I love my lobster.
The large marine crustaceans are particularly succulent hot, steaming, drenched in butter and accompanying a side of baked potatoes, preferably on a massive platter several inches in front of me.
They are a special meal, indeed. Some memorable lobster-feasting moments I recall took place back in college, where several dozen friends and I would pool our together money for a massive lobster bake, usually accompanied by several equally massive kegs of beer. Natural Lite Ice, if I remember correctly. Of course, there were also the odd birthday treks several towns over to that holiest of seafood sanctums, Red Lobster, where friends and family members would invariably fill up on the free crab bread rolls prior to the main course and end up getting the All-You-Can-Eat Shrimp baskets or Stuffed Flounder instead of the clawed arthropods. Rarely would anyone actually get the restaurant’s namesake, but at least we were in its presence. A chance encounter with the creature’s moist white insides during a day trip out East near Montauk also comes to mind.
You can imagine my shock, therefore, and my dismay, at the revelation this week by the West Side Rag and The New York Times that Zabar’s legendary supermarket grocery at 80th St. and Broadway—a fixture of Manhattan’s Upper West Side for nearly 80 years and an absolutely must-stop whenever I’m up there—has for at least the past 15 years been selling Lobster Salad that contains no lobster in it at all.
Plenty of crawfish, “Wild Fresh Water Crawfish,” to be exact, according to its ingredients label, along with “Celery, Mayonnaise, Salt, Sugar;” but alas, no lobster.
No lobster.
“How could this be?” grumbled my stomach. “Zabar’s is one of the best places on Earth. The Zabars are good, decent people. Honest. They’ve been there forever. They love their food, respect and treat their patrons as if members of their own family—many members of which actually work there.”
“‘If you go to Wikipedia,’” the Times quotes Saul Zabar, the store’s 83-year-old president and co-owner, as explaining, “‘you will find that crawfish in many parts of the country is referred to as lobster.’”
The West Side Rag—the blog of record for the Upper West Side—reported the disturbing disclosure in an Aug. 10 post “Zabar’s Committing Lobster Salad Fraud?” after reading about New Orleans The Times-Picayune columnist Doug MacCash’s chance encounter with the charlatan crawfish in his Aug. 1 blog post “In New York City A Lucky Crawfish Can Become A Lobster” and subsequent editorial “No Fake Lobsters Allowed” in the Bangor Daily News.
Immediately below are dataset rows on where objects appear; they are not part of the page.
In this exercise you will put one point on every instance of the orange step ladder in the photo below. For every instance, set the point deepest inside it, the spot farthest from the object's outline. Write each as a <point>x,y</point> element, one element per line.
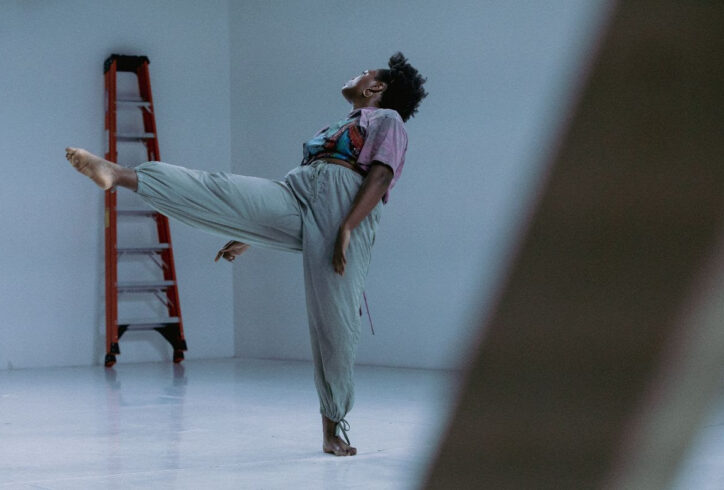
<point>165,290</point>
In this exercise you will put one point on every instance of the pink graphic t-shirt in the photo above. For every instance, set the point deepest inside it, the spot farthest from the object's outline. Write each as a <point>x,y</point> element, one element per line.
<point>366,135</point>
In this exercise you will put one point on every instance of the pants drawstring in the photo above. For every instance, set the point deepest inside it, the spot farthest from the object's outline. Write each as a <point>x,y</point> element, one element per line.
<point>367,307</point>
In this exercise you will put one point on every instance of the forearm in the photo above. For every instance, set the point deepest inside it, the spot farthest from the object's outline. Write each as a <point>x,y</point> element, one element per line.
<point>368,196</point>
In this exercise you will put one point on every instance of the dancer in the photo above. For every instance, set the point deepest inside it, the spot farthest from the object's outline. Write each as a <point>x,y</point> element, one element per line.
<point>327,208</point>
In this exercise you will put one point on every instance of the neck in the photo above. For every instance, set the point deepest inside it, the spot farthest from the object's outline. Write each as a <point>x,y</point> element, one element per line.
<point>364,103</point>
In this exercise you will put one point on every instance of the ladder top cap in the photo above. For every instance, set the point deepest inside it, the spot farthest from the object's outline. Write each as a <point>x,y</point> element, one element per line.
<point>125,62</point>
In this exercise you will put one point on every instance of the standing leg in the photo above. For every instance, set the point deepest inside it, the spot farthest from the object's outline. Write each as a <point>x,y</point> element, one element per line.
<point>333,301</point>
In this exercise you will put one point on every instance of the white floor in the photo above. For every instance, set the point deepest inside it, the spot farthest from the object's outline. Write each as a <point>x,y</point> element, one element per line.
<point>217,424</point>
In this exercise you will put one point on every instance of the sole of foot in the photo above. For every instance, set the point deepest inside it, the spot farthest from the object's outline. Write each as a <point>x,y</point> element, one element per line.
<point>339,448</point>
<point>96,168</point>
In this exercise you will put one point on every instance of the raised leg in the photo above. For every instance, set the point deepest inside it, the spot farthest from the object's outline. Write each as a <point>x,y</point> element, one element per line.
<point>252,210</point>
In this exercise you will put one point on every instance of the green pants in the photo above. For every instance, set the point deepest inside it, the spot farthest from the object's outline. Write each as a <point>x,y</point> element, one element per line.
<point>301,213</point>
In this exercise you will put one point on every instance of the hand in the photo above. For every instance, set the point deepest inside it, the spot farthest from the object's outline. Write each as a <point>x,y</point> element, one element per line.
<point>339,259</point>
<point>231,250</point>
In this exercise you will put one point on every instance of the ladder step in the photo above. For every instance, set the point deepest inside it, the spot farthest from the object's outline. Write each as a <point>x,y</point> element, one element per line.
<point>135,212</point>
<point>135,136</point>
<point>144,286</point>
<point>133,103</point>
<point>143,250</point>
<point>148,323</point>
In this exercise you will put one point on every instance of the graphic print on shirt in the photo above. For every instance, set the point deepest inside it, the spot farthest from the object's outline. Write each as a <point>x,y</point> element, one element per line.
<point>343,140</point>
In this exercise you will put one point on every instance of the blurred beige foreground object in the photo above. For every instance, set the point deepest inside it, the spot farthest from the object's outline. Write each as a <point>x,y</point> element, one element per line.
<point>606,342</point>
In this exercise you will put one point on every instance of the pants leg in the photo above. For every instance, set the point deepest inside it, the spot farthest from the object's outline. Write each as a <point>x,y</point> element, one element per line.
<point>333,301</point>
<point>257,211</point>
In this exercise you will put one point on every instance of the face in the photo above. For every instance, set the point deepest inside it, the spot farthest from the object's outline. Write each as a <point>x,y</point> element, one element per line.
<point>354,88</point>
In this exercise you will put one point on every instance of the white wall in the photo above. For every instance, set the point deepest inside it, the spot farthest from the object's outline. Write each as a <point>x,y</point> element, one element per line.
<point>51,96</point>
<point>500,80</point>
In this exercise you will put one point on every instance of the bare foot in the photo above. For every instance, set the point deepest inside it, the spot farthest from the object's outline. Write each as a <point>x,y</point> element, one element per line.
<point>332,443</point>
<point>100,171</point>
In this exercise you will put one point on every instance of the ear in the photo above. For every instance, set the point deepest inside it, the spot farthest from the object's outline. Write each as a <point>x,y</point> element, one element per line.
<point>378,87</point>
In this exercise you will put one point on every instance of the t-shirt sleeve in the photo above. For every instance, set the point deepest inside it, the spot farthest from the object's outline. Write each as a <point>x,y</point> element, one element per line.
<point>385,141</point>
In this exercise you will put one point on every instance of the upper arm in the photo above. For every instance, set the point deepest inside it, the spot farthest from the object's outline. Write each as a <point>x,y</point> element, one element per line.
<point>385,142</point>
<point>381,171</point>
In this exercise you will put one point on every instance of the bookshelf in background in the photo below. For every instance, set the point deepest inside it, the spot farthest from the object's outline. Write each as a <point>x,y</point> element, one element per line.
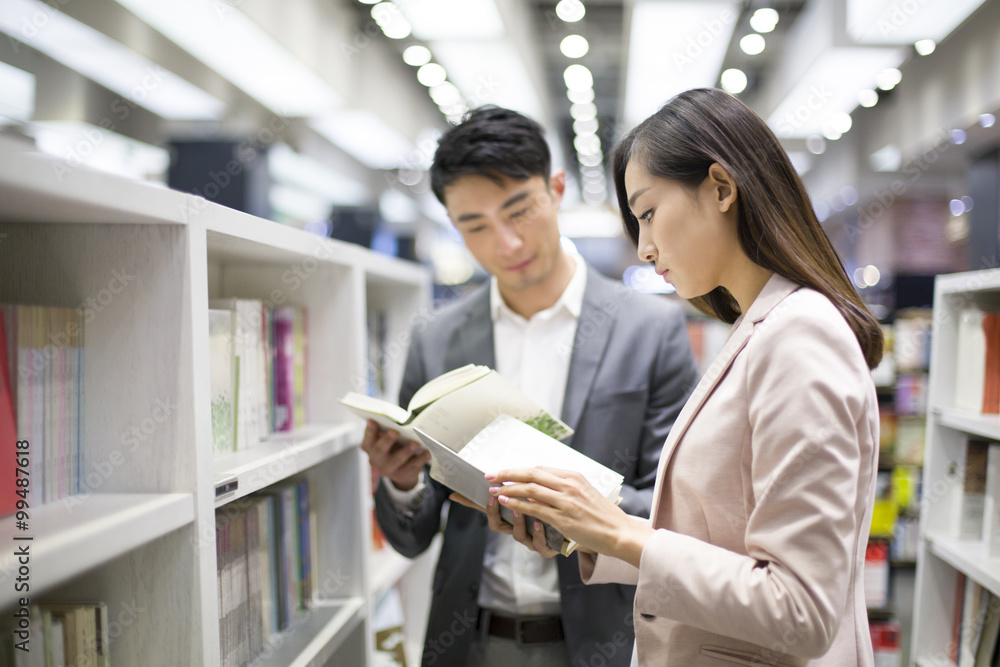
<point>140,533</point>
<point>957,601</point>
<point>901,381</point>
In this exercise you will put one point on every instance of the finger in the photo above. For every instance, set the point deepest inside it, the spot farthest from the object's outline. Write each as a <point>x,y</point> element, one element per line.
<point>462,500</point>
<point>545,477</point>
<point>538,541</point>
<point>497,524</point>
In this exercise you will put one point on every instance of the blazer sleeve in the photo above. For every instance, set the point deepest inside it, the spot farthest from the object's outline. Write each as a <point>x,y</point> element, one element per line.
<point>410,531</point>
<point>807,398</point>
<point>674,376</point>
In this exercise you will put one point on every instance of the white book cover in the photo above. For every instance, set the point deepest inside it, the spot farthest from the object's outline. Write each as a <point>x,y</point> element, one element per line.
<point>970,362</point>
<point>507,443</point>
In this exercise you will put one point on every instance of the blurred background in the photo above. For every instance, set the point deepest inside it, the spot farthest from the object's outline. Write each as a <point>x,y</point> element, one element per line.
<point>332,110</point>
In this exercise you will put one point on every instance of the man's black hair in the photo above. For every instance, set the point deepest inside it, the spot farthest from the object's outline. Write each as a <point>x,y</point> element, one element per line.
<point>491,142</point>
“Last month my family and I were standing in line at Zabar’s grocery on Broadway in New York waiting to order bagels,” wrote MacCash. “The tiny tubs of lobster salad in the refrigerator case caught my eye. Lobster salad on a bagel; why not? It was delicious, but the pink/orange tails seemed small and somehow familiar.
“Then I read the label,” he continued. “The lobster salad ingredients were: wild freshwater crayfish, mayonnaise, celery, salt and sugar
“Wild freshwater crayfish? Really? At $16.95 per pound?” lamented MacCash.
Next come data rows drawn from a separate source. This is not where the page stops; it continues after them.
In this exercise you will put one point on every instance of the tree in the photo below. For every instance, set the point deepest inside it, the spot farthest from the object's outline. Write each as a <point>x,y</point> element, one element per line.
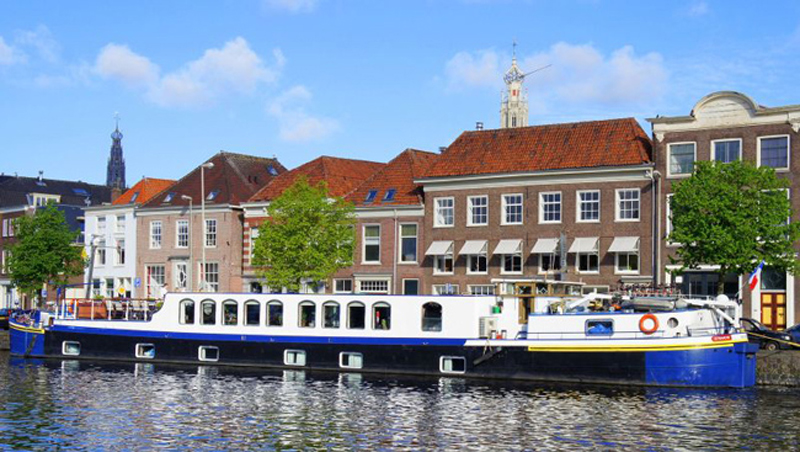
<point>44,252</point>
<point>308,236</point>
<point>733,215</point>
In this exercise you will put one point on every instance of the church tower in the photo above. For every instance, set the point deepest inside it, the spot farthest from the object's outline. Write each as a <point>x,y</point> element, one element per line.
<point>514,102</point>
<point>115,174</point>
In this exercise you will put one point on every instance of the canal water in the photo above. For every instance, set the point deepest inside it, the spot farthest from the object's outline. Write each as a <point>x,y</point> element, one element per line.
<point>72,405</point>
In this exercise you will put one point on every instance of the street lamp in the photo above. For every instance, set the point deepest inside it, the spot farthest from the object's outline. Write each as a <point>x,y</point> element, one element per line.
<point>208,165</point>
<point>191,244</point>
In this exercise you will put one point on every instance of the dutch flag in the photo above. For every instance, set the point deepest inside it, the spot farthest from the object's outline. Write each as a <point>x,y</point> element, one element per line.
<point>754,276</point>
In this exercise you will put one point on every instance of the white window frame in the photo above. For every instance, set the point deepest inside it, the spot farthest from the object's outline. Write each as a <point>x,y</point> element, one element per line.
<point>788,151</point>
<point>669,159</point>
<point>437,209</point>
<point>560,207</point>
<point>471,210</point>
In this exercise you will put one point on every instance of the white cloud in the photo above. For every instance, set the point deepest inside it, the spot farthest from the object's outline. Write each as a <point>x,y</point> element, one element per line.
<point>291,6</point>
<point>295,124</point>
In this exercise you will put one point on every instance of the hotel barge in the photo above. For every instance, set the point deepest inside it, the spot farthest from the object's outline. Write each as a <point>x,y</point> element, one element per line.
<point>696,343</point>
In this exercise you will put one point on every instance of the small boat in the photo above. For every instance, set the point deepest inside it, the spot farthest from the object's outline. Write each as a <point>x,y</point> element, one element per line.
<point>595,338</point>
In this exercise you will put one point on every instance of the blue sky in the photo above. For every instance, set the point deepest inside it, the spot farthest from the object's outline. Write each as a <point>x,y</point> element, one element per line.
<point>359,79</point>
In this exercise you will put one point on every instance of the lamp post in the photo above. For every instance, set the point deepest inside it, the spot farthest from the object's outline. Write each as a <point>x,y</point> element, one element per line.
<point>191,244</point>
<point>208,165</point>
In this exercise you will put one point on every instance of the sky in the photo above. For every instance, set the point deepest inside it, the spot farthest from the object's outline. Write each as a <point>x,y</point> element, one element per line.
<point>297,79</point>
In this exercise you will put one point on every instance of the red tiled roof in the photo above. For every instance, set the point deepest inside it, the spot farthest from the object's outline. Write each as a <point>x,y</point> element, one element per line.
<point>399,174</point>
<point>341,175</point>
<point>234,178</point>
<point>588,144</point>
<point>146,189</point>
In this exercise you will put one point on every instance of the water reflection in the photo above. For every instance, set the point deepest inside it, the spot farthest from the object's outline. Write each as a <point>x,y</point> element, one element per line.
<point>85,405</point>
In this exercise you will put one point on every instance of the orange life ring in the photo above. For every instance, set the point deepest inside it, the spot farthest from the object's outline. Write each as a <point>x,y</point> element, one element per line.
<point>645,318</point>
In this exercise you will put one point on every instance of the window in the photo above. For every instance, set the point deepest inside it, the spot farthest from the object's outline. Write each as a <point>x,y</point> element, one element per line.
<point>372,244</point>
<point>773,152</point>
<point>408,243</point>
<point>452,364</point>
<point>356,316</point>
<point>726,151</point>
<point>628,204</point>
<point>155,234</point>
<point>294,357</point>
<point>182,234</point>
<point>208,312</point>
<point>588,206</point>
<point>211,233</point>
<point>350,360</point>
<point>681,158</point>
<point>512,209</point>
<point>381,316</point>
<point>550,207</point>
<point>186,312</point>
<point>274,313</point>
<point>330,315</point>
<point>444,212</point>
<point>478,211</point>
<point>308,314</point>
<point>431,316</point>
<point>230,314</point>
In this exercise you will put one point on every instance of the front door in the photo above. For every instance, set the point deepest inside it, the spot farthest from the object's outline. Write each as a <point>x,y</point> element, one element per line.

Next, the Godfathers of the lobster realm—the kingmakers of the exoskeletal invertebrate realm, if you will—caught wind, the Maine Lobster Council.
“Somehow the people at the Maine Lobster Council found out about this transgression and sprung into action—clearly they get an email every time the word ‘lobster’ is mentioned anywhere,” wrote “Avi,” the West Side Rag’s editor. “Suddenly, the seemingly innocent use of the name lobster on a tub of crayfish salad escalated into a bit of regional warfare. You see, they’re pretty serious about lobster up in Maine, and the use of a lobster’s name in vain is a major offense.”
The Lunchbox had to get to the bottom of all this.
“It’s at least 20 years we’ve been doing it,” Saul Zabar tells the Press. “And we’ve been calling it Lobster Salad. And it’s been crawfish, wild-caught crawfish.
“The ingredients—the label’s very clear—the ingredient part is very large and it says crawfish on it, so anybody picking it up, looking at the ingredients, would see crawfish,” he explains. “I mean, it wasn’t hidden, it wasn’t small, it was really right in your face. We’ve got very few complaints in all the years that we have been making this salad.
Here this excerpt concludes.